Closed mkstoyanov closed 1 year ago
I'm still working out some bugs with our github runner container. Let me fix this compiler issue and I'll rerun the checks.
@G-Ragghianti another quick question.
Why version of CUDA was used in the test that was failing?
For CUDA 12 we have this: https://docs.nvidia.com/cuda/cufft/#free-memory-requirement
The first program call to any cuFFT function causes the initialization of the cuFFT kernels. This can fail if there is not enough free memory on the GPU. It is advisable to initialize cufft first (e.g. by creating a plan) and then allocating memory.
Calling cuFFT within an MPI environment will cause each MPI rank to initialize cuFFT at the same time, this running out of memory. The hack makes cuFFT calls without MPI but on each MPI rank in sequence, that way every rank will initialize cuFFT separately and with the ability to use all available GPU RAM.
Note that the actual test, outside of the cuFFT overhead, will use only a few MB of RAM.
The github runner uses cuda 11.4
The failed spack-gpu_nvidia job executed on a DXG2 with A100s (82GB GPU RAM) and failed with OOM error:
24/24 Test: heffte_longlong_np4
Command: "/tmp/heffte/spack/opt/spack/linux-rocky8-zen2/gcc-9.5.0/openmpi-4.1.5-thhcvl5ee66gn6bjzr4vbh4eyqkdv4ph/bin/mpiexec"
"-n" "4" "/tmp/heffte/heffte/spack-build-jyo3mr5/test/test_longlong"
Directory: /tmp/heffte/heffte/spack-build-jyo3mr5/test
"heffte_longlong_np4" start time: Mar 16 15:40 UTC
Output:
----------------------------------------------------------
--------------------------------------------------------------------------------
heffte::fft class
--------------------------------------------------------------------------------
float -np 4 test int/long long<stock> pass
double -np 4 test int/long long<stock> pass
float -np 4 test int/long long<stock> pass
double -np 4 test int/long long<stock> pass
float -np 4 test int/long long<stock> pass
double -np 4 test int/long long<stock> pass
terminate called after throwing an instance of 'std::runtime_error'
what(): cudaMalloc() failed with message: out of memory
[b83948dccf17:103835] *** Process received signal ***
[b83948dccf17:103835] Signal: Aborted (6)

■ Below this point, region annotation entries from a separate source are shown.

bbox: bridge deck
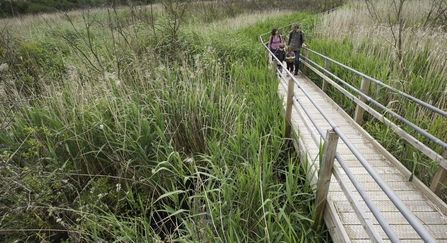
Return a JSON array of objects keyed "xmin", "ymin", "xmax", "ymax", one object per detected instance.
[{"xmin": 278, "ymin": 71, "xmax": 447, "ymax": 243}]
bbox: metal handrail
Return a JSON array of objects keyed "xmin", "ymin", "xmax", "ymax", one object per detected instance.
[{"xmin": 259, "ymin": 29, "xmax": 435, "ymax": 242}]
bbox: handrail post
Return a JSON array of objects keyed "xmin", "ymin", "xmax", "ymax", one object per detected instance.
[
  {"xmin": 354, "ymin": 77, "xmax": 370, "ymax": 126},
  {"xmin": 430, "ymin": 150, "xmax": 447, "ymax": 197},
  {"xmin": 285, "ymin": 78, "xmax": 295, "ymax": 138},
  {"xmin": 321, "ymin": 59, "xmax": 331, "ymax": 93},
  {"xmin": 312, "ymin": 129, "xmax": 338, "ymax": 229}
]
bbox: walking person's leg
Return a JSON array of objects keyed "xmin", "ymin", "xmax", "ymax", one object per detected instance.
[{"xmin": 293, "ymin": 50, "xmax": 300, "ymax": 75}]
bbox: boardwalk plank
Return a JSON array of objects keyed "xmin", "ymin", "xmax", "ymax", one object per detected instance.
[{"xmin": 278, "ymin": 75, "xmax": 447, "ymax": 243}]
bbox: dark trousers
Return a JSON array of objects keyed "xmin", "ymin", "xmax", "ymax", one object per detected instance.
[
  {"xmin": 293, "ymin": 50, "xmax": 300, "ymax": 73},
  {"xmin": 287, "ymin": 62, "xmax": 293, "ymax": 72}
]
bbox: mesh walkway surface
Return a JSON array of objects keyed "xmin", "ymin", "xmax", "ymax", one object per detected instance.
[{"xmin": 278, "ymin": 71, "xmax": 447, "ymax": 243}]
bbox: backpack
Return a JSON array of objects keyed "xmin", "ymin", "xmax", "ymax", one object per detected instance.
[
  {"xmin": 288, "ymin": 30, "xmax": 303, "ymax": 44},
  {"xmin": 269, "ymin": 34, "xmax": 282, "ymax": 49}
]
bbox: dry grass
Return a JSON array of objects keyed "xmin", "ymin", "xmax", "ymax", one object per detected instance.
[{"xmin": 314, "ymin": 0, "xmax": 447, "ymax": 94}]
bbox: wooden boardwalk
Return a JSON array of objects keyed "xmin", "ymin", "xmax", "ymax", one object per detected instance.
[{"xmin": 278, "ymin": 71, "xmax": 447, "ymax": 243}]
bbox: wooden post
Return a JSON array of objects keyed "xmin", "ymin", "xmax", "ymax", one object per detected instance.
[
  {"xmin": 354, "ymin": 78, "xmax": 370, "ymax": 126},
  {"xmin": 430, "ymin": 150, "xmax": 447, "ymax": 197},
  {"xmin": 321, "ymin": 59, "xmax": 331, "ymax": 93},
  {"xmin": 312, "ymin": 129, "xmax": 338, "ymax": 229},
  {"xmin": 285, "ymin": 78, "xmax": 295, "ymax": 138}
]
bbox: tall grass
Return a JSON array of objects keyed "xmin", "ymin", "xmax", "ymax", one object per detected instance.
[
  {"xmin": 309, "ymin": 1, "xmax": 447, "ymax": 185},
  {"xmin": 0, "ymin": 5, "xmax": 328, "ymax": 242}
]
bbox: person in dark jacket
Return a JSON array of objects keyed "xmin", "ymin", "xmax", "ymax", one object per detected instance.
[{"xmin": 287, "ymin": 24, "xmax": 306, "ymax": 75}]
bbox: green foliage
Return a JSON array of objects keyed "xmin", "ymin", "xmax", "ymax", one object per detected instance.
[{"xmin": 0, "ymin": 4, "xmax": 328, "ymax": 242}]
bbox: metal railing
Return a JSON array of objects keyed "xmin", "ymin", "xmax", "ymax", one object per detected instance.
[{"xmin": 259, "ymin": 27, "xmax": 447, "ymax": 242}]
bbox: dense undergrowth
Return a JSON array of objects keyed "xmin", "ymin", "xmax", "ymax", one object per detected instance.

[b83948dccf17:103835] Signal code: (-6)
[b83948dccf17:103835] [ 0] /lib64/libpthread.so.0(+0x12cf0)[0x7febf1de2cf0]
[b83948dccf17:103835] [ 1] /lib64/libc.so.6(gsignal+0x10f)[0x7febf1a58aff]

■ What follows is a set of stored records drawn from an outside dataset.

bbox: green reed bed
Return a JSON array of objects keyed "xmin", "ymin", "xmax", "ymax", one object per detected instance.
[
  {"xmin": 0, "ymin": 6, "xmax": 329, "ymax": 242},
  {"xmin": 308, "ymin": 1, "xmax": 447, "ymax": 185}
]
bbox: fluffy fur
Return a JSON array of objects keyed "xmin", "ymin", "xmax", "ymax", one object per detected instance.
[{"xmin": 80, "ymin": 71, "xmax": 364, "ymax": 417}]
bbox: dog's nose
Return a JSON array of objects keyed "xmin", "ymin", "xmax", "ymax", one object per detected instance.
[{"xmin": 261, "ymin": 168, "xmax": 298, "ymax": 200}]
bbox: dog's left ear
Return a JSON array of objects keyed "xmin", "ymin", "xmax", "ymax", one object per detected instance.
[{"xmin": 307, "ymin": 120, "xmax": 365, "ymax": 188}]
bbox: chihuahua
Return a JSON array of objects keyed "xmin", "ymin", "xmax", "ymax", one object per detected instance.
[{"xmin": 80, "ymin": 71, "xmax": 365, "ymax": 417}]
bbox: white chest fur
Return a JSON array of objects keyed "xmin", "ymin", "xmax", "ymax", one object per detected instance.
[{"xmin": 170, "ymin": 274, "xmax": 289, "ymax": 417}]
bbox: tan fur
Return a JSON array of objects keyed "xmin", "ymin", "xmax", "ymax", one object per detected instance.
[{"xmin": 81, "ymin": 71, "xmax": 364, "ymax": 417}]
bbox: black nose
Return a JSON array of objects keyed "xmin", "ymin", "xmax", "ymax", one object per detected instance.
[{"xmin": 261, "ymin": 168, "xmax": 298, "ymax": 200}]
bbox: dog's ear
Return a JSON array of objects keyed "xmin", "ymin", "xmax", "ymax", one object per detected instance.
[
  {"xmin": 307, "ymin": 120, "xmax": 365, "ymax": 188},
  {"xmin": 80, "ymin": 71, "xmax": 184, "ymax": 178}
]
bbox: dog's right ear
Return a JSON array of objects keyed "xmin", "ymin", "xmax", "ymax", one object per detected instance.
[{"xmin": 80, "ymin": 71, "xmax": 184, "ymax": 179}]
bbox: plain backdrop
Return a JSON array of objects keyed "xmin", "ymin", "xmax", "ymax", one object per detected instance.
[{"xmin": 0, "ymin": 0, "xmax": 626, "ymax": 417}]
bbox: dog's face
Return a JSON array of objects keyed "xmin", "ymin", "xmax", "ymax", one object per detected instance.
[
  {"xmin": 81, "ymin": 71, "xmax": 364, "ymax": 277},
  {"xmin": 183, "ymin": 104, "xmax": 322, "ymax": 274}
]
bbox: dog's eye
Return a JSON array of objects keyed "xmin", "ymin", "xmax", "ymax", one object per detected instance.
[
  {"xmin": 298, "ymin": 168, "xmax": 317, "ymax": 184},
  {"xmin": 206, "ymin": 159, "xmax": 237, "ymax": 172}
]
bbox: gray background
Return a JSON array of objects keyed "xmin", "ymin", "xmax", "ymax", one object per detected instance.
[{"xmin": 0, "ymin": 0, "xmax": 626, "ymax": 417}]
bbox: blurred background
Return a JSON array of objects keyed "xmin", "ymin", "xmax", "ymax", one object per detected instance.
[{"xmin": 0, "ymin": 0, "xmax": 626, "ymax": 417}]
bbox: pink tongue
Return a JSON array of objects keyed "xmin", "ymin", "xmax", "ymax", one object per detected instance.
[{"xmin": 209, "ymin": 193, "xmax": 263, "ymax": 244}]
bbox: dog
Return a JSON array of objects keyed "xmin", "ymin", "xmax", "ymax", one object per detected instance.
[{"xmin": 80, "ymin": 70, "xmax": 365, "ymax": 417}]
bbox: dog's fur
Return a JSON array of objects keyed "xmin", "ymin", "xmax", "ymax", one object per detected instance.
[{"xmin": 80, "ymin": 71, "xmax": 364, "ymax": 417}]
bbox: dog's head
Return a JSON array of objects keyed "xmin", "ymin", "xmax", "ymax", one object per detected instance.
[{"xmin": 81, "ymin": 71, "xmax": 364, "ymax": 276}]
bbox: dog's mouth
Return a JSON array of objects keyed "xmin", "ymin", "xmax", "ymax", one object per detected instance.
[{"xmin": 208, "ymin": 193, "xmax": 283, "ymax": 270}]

[b83948dccf17:103835] [ 2] /lib64/libc.so.6(abort+0x127)[0x7febf1a2bea5]
[b83948dccf17:103835] [ 3] /spack/opt/spack/linux-rocky8-x86_64/gcc-8.5.0/gcc-9.5.0-fozxtd2ai2fu2wlr3mrii35ggn7fbbt6/lib64/libstdc++.so.6(+0xa1fd3)[0x7febf262bfd3]

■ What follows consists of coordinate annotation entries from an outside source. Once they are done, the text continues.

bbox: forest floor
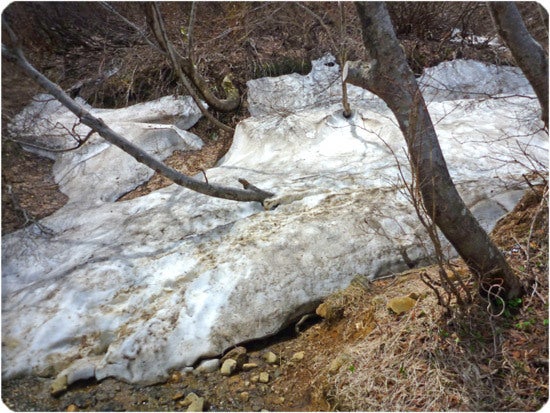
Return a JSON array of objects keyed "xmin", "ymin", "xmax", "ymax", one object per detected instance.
[{"xmin": 1, "ymin": 5, "xmax": 549, "ymax": 411}]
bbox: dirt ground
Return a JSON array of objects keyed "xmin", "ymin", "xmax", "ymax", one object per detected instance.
[{"xmin": 1, "ymin": 3, "xmax": 548, "ymax": 411}]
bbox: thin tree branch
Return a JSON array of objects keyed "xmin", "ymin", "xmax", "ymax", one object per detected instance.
[
  {"xmin": 150, "ymin": 3, "xmax": 235, "ymax": 133},
  {"xmin": 2, "ymin": 27, "xmax": 274, "ymax": 202}
]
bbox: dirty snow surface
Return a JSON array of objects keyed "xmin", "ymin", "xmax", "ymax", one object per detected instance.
[{"xmin": 2, "ymin": 56, "xmax": 548, "ymax": 383}]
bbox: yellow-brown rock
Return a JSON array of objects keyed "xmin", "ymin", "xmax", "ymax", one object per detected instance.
[{"xmin": 387, "ymin": 297, "xmax": 416, "ymax": 315}]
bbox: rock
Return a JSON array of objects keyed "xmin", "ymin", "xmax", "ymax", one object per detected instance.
[
  {"xmin": 187, "ymin": 397, "xmax": 204, "ymax": 412},
  {"xmin": 194, "ymin": 359, "xmax": 220, "ymax": 373},
  {"xmin": 50, "ymin": 374, "xmax": 68, "ymax": 396},
  {"xmin": 1, "ymin": 55, "xmax": 548, "ymax": 384},
  {"xmin": 262, "ymin": 351, "xmax": 279, "ymax": 364},
  {"xmin": 387, "ymin": 296, "xmax": 416, "ymax": 315},
  {"xmin": 243, "ymin": 363, "xmax": 258, "ymax": 371},
  {"xmin": 315, "ymin": 303, "xmax": 327, "ymax": 318},
  {"xmin": 220, "ymin": 359, "xmax": 237, "ymax": 376},
  {"xmin": 179, "ymin": 392, "xmax": 199, "ymax": 407},
  {"xmin": 290, "ymin": 351, "xmax": 306, "ymax": 361},
  {"xmin": 315, "ymin": 301, "xmax": 344, "ymax": 323},
  {"xmin": 221, "ymin": 346, "xmax": 248, "ymax": 369},
  {"xmin": 328, "ymin": 354, "xmax": 351, "ymax": 375}
]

[b83948dccf17:103835] [ 4] /spack/opt/spack/linux-rocky8-x86_64/gcc-8.5.0/gcc-9.5.0-fozxtd2ai2fu2wlr3mrii35ggn7fbbt6/lib64/libstdc++.so.6(+0xad6f6)[0x7febf26376f6]
[b83948dccf17:103835] [ 5] /spack/opt/spack/linux-rocky8-x86_64/gcc-8.5.0/gcc-9.5.0-fozxtd2ai2fu2wlr3mrii35ggn7fbbt6/lib64/libstdc++.so.6(+0xad761)[0x7febf2637761]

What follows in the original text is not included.